Medo de altura? Como a realidade virtual pode ajudar as pessoas a superar suas fobias

por CBC
Traduzido, adaptado e comentado por José Cavalcante e Susane Londero.
Tempo de leitura: 9 minutos.

#paratodasverem: um rapaz de camisa preta e calça rosada, de cabelos pretos e cavanhaque, está sentado em uma cadeira, usando um óculos de realidade virtual, com a cabeça voltada levemente para cima e direita.

Nesse texto, você lerá sobre:

  • O caso de uma gerente de projetos que tinha medo de altura.

  • Como foi a experiência dela para enfrentar seus medos através da realidade virtual.

  • O que é a terapia de exposição.

  • Como a realidade virtual pode servir de instrumento para a terapia de exposição.

  • Quais os efeitos da terapia de exposição com uso de realidade virtual.

O medo de escadas rolantes de Fay Nugent havia se tornado tão debilitante que começava a interferir em sua vida cotidiana.

A gerente de projetos do Reino Unido, 52, lembra que a fobia começou como um medo de altura.

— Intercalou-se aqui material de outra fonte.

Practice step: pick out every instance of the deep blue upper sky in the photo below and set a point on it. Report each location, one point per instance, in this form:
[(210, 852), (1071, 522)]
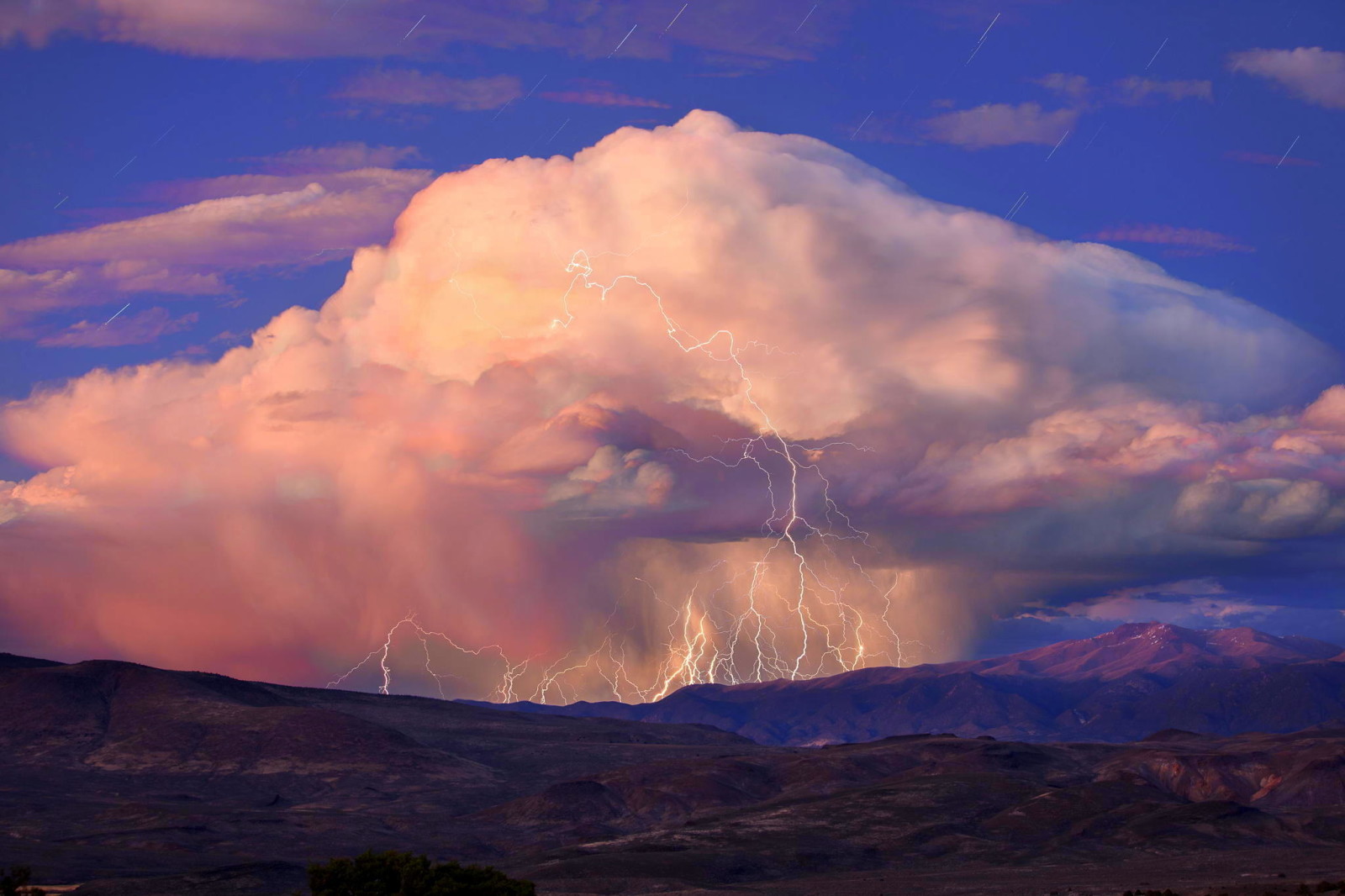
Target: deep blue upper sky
[(78, 109)]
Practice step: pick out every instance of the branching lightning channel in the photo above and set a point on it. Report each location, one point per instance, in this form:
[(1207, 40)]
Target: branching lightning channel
[(787, 614)]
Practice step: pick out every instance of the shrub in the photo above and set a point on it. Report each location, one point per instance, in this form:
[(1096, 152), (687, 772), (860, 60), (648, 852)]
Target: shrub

Ela se lembra de estar com 30 e poucos anos e em uma escapadela de fim de semana com alguns amigos.

“Decidimos, como parte do fim de semana, fazer algumas atividades de aventura, que envolviam escalar um poste e depois caminhar por cordas em diferentes alturas”, disse ela à Tapestry, da CBC Radio.

Quando chegou a hora de atravessar a corda, porém, Nugent não conseguiu. Ela congelou de medo. Depois disso, sempre que ela estava em uma situação envolvendo altura, ela começava a se sentir tonta e um "sentimento avassalador de preocupação" a invadia.

Nos 20 anos seguintes, ela evitou alturas tanto quanto possível, especialmente escadas rolantes. Seu ponto de ruptura ocorreu em 2018, quando ela estava em um aeroporto na Holanda com alguns colegas.

"[Eles] estavam indo em direção a uma escada rolante com bagagem para descer e fazer o check-in", disse ela. Nugent teve que segui-los, mas ficou apavorada.

Não muito tempo depois, ela ouviu um anúncio no rádio da Universidade de Oxford. Os pesquisadores estavam procurando pessoas com medo de altura para participar de um novo ensaio clínico envolvendo o teste de uma nova tecnologia de realidade virtual como ferramenta terapêutica.

"Pensei: 'Bem, é isso'", disse Nugent. "Isso é algo que posso tentar para trazer de volta a normalidade no meu dia-a-dia."

A terapia baseada em realidade virtual (VR) combina outras formas de terapia, incluindo conversa, com tecnologia, permitindo que os pacientes mergulhem em seus medos de uma maneira inovadora. Tem sido usado para tratar transtorno de estresse pós-traumático, ansiedade e outros diagnósticos de saúde mental.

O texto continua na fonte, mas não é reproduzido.